Chateau Musar is one of the oldest and most storied producers in Lebanon and the only producer to continue business and grape growing during all the wars. Historians, archaeologists and oenologists, consider the countries of the eastern Mediterranean, western Asia and northeast Africa, The Levant.
The Levant includes Cyprus, Egypt, Iraq, Israel, Jordan, Lebanon, Palestine, Syria and Turkey. Chateau Musar’s grapes are grown in the Bekaa Valley, Lebanon which is the epicenter of grape growing since ancient times.
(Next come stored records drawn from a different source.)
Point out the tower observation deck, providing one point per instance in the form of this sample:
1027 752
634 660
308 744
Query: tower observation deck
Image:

Lebanon (4,036 sq/miles) is a little smaller than Connecticut (5,543 sq/miles). The Bekaa Valley is in the northeastern part of the country bordering Syria.
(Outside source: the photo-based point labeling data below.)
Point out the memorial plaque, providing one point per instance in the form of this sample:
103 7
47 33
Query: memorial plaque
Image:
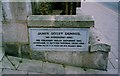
59 39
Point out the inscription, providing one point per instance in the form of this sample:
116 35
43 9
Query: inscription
59 38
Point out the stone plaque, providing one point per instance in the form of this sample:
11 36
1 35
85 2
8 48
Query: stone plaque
59 39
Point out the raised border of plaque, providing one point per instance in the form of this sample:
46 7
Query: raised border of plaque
59 33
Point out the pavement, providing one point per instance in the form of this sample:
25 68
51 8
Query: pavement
106 23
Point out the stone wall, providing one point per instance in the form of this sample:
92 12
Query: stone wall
16 39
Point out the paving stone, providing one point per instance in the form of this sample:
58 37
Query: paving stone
9 71
74 70
51 68
112 71
15 60
31 66
6 63
114 62
93 71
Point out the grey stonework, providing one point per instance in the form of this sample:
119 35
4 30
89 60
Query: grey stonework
16 40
From Musar‘s website, “Lebanon’s Western Bekaa Valley, a shallow, fertile basin, running between the Lebanon and Anti-Lebanon mountain ranges, has been home to the vine for 6,000 years. Vineyards were commercially exploited here by the sea-faring ancestors of the modern Lebanese, who introduced viticulture to Greece, Egypt and Italy. The Greeks named them ‘Phoenicians’ after the purple dye (‘phoinikèia’) they made from seashells. Famed for being able to revive their cities rapidly after destruction, the Phoenicians inspired the legend of the Phoenix. The region’s wines are mentioned many times in the Bible (as in Hosea 14:7), and Cana, where Christ turned water into wine, is near the southern port of Tyre. Baalbek, originally devoted to Phoenician fertility god Baal, is also the site of a vast Roman temple to wine god Bacchus. French in origin, the Hochar family (pronounced ‘Hoshar’) arrived in Lebanon with the crusades and have remained there ever since.”
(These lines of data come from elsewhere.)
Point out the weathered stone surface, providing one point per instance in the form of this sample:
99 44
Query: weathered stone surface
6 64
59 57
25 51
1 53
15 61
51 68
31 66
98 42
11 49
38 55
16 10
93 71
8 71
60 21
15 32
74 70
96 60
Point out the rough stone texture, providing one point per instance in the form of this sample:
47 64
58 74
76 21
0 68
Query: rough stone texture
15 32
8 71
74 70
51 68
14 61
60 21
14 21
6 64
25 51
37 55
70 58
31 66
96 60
The Phoenicians living in what we now consider modern-day Lebanon, were a maritime culture and they traded and disseminated knowledge of wine throughout the region. (1550BC- 300BC) The Levantine itself is really the birthplace of wine and viniculture.

The Roman Temple of Bacchus in Baalbek at the foot of the Anti-Lebanon mountains is a world heritage site and one of the best preserved temples in the world.
Now we get in the tardis and move forward to the 1930s when Gaston Hochar established Chateau Musar. The winery took over the Mzar castle in Ghazir for production.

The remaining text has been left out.